When Susanne Katz received a message by Instagram a little over a week ago notifying her that one of her photographs was taken down because it “violated community standards,” she never suspected it was over a seemingly innocent picture of her against the backdrop of an Israeli flag posted about 10 days prior.
The next morning, Katz reposted the photo, a selfie she took at work depicting a casual look with a messy ponytail in front of an Israeli flag, and again, it was taken down seven hours later.
Katz runs the young adult department at the Alpert Jewish Community Center in Long Beach, Calif.
She then contacted Instagram to ask why the photograph was taken down but did not receive a response, Katz said.

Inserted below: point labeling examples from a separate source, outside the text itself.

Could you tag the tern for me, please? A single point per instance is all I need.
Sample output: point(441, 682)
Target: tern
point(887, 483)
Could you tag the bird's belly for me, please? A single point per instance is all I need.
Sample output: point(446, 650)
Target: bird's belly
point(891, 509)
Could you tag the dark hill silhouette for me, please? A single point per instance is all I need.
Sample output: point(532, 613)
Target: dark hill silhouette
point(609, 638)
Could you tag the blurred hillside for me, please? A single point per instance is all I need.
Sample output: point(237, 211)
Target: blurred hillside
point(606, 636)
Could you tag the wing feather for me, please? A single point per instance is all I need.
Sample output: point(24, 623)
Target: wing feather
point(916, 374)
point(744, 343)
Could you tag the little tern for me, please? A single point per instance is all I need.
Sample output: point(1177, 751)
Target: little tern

“Initially I was extremely upset because I consider the Israeli flag very much a part of my identity as a Jewish Zionist woman. Also, I have reported actual terrorist activity on Instagram…Actual graphic violence and nudity and I get a message back saying my post was reviewed and it doesn’t violate the community standards. So I was in disbelief that my photo violated anything,” Katz said in an exclusive interview with The Foreign Desk.
The caption reads “Antisemitism infects society with beliefs that define Jews as demonic, powerful, and a threat to the world. The currently accepted and false belief is that the “Palestinians” are the native people of “Palestine” and that the Jewish State is an occupying colonial state. This single fabrication is the main driving force behind the current wave of global antisemitism. The remarkable success that antisemitism has now attained has been made possible by the new tactic of erasing 3,500 years of Israel’s history in the land prior to the establishment of the modern state in 1948. The history of the Children of Israel in the Land of Israel, which was once common knowledge, has been deleted from our collective memories the way that the giant Buddhist statues in Afghanistan were obliterated.”
Several prominent Jewish and rights groups voiced concern on social media over the incident, and many wrote to Instagram to complain about the photograph being removed.
Instagram page ‘Humans of Judaism’ reposted the photo April 12 with the caption, “Last night Instagram deleted this photo saying it violated their standards. I’m #sorrynotsorry if the Israeli flag offends them.”
But it wasn’t until the Anti-Defamation League got involved, that the situation was resolved, according to Katz.